Mars Global Surveyor
Mars Orbiter Camera





Mars Global Surveyor MOC Celebrates 2 Years in Orbit!

MGS MOC Release No. MOC2-177, 13 September 1999

 



It seems like only yesterday. Mars Global Surveyor (MGS) first reached the red planet two years ago on September 11, 1997 (Pacific Daylight Time). The very first high resolution picture acquired by the Mars Orbiter Camera (MOC) was obtained on the spacecraft's third orbit on September 15, 1997. This first picture was also the first twilight image obtained by MOC--the sun had already set and was about 1° below the local horizon. Scattering of sunlight reflected off airborne dust allowed a small portion of the floor of Lasswitz Crater--a 122 km (76 mi) diameter basin located at 9.4°S, 221.6°W--to be seen by the MOC on this first of many thousands of images that were to be obtained. The MGS spacecraft flew over Lasswitz Crater again on July 9, 1999--almost 1 martian year later. The new image taken by MOC had much better viewing conditions--the sun was in a 2 p.m. configuration, the camera was in focus, and the spacecraft altitude was low enough that the picture obtained has a resolution of about 1.8 meters (6 feet) per pixel.


Figure 177-A (top, above) shows Lasswitz Crater as it appeared on July 9, 1999. Sunlight illuminated the scene from the upper left. The two white boxes indicate the locations of the very first MOC narrow angle image taken from orbit around Mars (15 SEPT 97) and a higher-resolution view taken during a recent Mapping Phase orbit (09 JULY 99). The picture was taken by the MOC red wide angle camera at the same time that the 09 JULY 99 narrow angle frame was acquired. The picture has been map-projected so that north is up.


Figure 177-B (middle, above) shows what the first MOC narrow angle view of Mars looked like before it was map-projected. This image, AB-1-003/05, was taken from an elliptical, 45-hour orbit on September 15, 1997. The local time of day on the ground was just after sunset. Each pixel in this image represents 2.7 meters (9 ft) in the crosstrack (left-right) dimension and 23.7 meters (78 ft) in the downtrack (top-bottom) dimension.


Figure 177-C (bottom, left) shows the September 15, 1997, MOC narrow angle picture in map-projected form. Here, north is up and illumination is from the left. The image covers a portion of the floor of Lasswitz Crater that is about 5.5 km (3.4 miles) wide and 12 km (7.5 miles) long. Low hills and a few small impact craters can be discerned.

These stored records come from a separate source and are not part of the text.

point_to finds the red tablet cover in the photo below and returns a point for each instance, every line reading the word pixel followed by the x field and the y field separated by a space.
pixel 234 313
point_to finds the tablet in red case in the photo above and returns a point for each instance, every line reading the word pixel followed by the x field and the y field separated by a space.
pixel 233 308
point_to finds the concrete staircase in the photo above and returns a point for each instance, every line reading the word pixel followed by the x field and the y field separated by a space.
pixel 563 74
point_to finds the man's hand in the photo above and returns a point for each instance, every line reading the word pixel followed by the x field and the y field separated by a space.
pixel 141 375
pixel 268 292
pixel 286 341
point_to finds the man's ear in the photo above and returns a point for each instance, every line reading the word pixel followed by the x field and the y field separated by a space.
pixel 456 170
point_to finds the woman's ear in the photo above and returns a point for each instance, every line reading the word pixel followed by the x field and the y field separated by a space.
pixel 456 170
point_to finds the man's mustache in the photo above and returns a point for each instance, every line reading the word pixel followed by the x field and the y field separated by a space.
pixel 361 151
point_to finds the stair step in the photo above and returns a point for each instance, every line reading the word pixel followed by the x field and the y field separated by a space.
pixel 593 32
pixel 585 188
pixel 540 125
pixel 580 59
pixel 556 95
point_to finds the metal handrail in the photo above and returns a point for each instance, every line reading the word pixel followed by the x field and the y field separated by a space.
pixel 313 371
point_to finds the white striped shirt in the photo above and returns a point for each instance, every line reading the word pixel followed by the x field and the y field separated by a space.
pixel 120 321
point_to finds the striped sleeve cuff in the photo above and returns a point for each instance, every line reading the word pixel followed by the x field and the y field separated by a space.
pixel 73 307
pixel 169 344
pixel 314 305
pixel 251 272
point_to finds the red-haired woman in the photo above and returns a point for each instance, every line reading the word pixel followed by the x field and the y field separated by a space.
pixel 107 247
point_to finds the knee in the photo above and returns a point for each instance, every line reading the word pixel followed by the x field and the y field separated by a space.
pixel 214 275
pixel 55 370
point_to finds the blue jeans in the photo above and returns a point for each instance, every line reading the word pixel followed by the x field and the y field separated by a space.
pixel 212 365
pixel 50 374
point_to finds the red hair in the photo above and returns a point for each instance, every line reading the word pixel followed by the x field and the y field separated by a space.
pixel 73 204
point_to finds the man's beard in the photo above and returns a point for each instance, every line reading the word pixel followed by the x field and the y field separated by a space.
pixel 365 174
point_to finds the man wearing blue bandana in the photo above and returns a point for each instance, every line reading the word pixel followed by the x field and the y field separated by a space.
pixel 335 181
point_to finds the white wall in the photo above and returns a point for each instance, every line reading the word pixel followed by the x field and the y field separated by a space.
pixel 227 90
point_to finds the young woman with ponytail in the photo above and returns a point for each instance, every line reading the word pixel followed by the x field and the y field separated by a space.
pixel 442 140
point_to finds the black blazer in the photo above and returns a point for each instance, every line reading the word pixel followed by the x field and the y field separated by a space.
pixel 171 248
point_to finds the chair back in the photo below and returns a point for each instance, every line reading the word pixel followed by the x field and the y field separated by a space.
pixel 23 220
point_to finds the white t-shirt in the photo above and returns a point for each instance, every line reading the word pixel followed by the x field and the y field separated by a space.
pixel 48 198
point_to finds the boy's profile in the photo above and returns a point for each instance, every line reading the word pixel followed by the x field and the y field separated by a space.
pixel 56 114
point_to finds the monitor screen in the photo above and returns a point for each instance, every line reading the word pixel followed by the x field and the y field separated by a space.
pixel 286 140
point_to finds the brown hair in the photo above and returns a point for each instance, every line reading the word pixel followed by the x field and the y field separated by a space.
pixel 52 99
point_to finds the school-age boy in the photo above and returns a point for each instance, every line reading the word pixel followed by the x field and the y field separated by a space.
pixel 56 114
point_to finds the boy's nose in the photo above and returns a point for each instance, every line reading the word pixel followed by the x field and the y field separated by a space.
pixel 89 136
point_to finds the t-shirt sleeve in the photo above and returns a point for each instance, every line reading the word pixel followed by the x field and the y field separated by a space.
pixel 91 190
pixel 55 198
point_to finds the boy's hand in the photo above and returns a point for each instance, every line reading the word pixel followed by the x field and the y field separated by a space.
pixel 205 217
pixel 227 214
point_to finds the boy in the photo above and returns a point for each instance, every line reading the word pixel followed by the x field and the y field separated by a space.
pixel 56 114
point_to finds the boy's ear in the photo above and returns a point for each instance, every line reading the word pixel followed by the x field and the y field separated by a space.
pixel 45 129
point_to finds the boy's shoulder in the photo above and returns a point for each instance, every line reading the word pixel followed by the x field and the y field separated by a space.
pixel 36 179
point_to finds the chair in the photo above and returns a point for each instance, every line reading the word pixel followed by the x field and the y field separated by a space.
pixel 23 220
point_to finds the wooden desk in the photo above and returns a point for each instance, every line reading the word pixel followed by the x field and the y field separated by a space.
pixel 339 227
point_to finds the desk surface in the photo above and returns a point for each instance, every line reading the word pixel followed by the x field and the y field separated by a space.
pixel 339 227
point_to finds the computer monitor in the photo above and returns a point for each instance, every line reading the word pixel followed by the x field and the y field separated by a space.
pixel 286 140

Figure 177-D (bottom, center) shows a portion of the same area on Lasswitz Crater floor that was covered by MOC in September 1997---only this time the image was acquired from the ~380 kilometers-(236 miles)-high, 2-hour MGS Mapping Orbit on July 9, 1999. The Mapping Orbit was finally achieved in late February 1999, after nearly 1 extra year of careful aerobraking to reduce stress on one of the spacecraft's solar panels that was damaged shortly after launch in November 1996. The image shown here covers an area only 1.5 km (0.9 mi) wide. It shows a relatively smooth mantle--presumably of dust--covering the hills that were also visible in the earlier, September 1997 image. Small meteoroids have punctured the dust cover in places, leaving small, bright-rimmed craters. A few, small, bright windblown drifts are visible in the lower half of the scene. This picture is a simple cylindrical map-projected view, north is up and illumination is from the upper left. For a full-resolution (1.8 meters--6 feet--per pixel) view of this image (1.1 Mbytes), Click HERE.

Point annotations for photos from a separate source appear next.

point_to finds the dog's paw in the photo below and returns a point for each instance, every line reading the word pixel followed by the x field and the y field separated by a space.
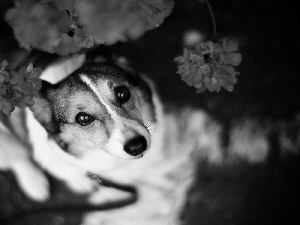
pixel 32 181
pixel 81 184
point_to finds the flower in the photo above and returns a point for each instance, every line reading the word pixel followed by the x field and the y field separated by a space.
pixel 210 65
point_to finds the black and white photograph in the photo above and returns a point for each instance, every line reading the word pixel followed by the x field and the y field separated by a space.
pixel 149 112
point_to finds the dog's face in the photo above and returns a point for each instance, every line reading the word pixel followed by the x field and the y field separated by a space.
pixel 98 114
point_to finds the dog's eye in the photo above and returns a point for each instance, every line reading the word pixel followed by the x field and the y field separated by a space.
pixel 122 94
pixel 84 119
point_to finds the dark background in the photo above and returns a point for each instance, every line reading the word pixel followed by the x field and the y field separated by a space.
pixel 267 90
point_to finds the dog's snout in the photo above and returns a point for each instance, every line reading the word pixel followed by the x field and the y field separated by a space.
pixel 136 146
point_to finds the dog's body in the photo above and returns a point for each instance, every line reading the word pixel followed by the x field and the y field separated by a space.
pixel 105 119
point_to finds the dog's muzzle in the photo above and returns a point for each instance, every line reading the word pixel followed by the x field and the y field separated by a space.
pixel 136 145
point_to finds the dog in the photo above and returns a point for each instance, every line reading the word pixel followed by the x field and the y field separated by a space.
pixel 100 116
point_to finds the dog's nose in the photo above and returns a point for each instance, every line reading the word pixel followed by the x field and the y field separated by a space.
pixel 136 145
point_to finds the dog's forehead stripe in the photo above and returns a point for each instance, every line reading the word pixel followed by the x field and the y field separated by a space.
pixel 92 86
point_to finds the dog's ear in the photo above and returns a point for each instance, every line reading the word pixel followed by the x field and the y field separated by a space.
pixel 42 108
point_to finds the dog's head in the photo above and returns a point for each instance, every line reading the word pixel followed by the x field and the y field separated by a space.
pixel 98 113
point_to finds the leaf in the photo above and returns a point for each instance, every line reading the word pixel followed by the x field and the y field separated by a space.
pixel 66 45
pixel 3 64
pixel 156 11
pixel 230 45
pixel 180 60
pixel 36 24
pixel 233 58
pixel 196 58
pixel 110 21
pixel 62 4
pixel 83 40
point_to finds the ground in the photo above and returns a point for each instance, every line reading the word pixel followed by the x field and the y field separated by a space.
pixel 266 91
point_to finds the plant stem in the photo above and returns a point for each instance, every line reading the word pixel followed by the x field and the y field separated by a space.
pixel 23 59
pixel 212 18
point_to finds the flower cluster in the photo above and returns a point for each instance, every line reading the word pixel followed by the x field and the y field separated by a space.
pixel 66 26
pixel 17 88
pixel 210 65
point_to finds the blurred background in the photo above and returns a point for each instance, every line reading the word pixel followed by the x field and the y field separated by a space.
pixel 267 92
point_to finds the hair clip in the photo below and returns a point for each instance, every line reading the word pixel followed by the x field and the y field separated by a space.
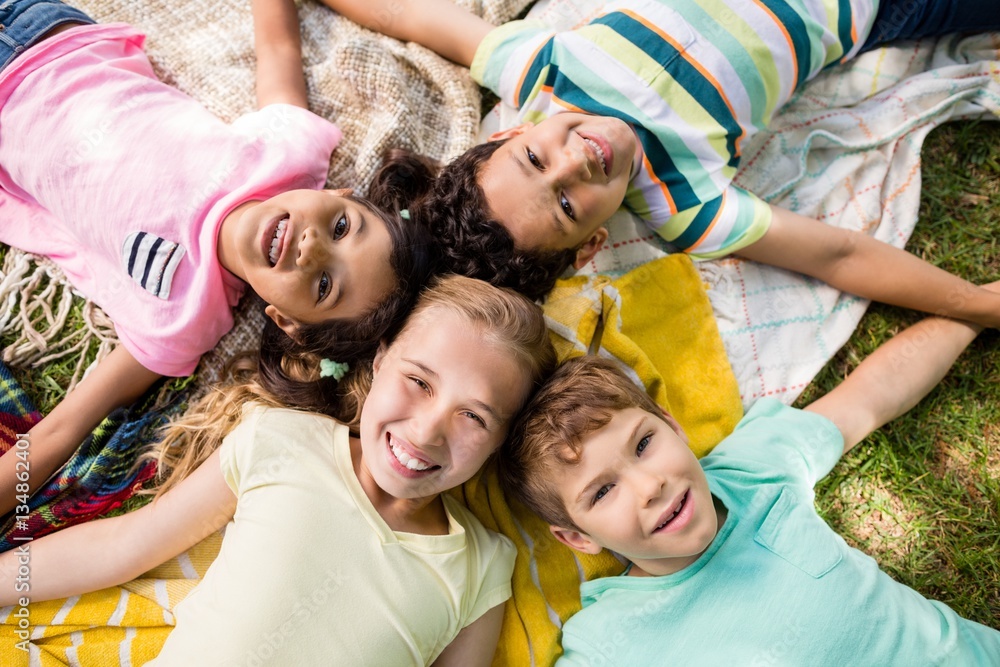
pixel 334 369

Figure 177-E (bottom, right) shows the September 1997 image overlain by the July 1999 image (darker inset) to show where the more recent image is located within the earlier view. North is up and illumination is from the left. The larger image covers an area approximately 5.5 km (3.4 miles) wide and 12 km (7.5 miles) long. The smaller view is 1.5 km (0.9 mi) wide.


Malin Space Science Systems and the California Institute of Technology built the MOC using spare hardware from the Mars Observer mission. MSSS operates the camera from its facilities in San Diego, CA. The Jet Propulsion Laboratory's Mars Surveyor Operations Project operates the Mars Global Surveyor spacecraft with its industrial partner, Lockheed Martin Astronautics, from facilities in Pasadena, CA and Denver, CO.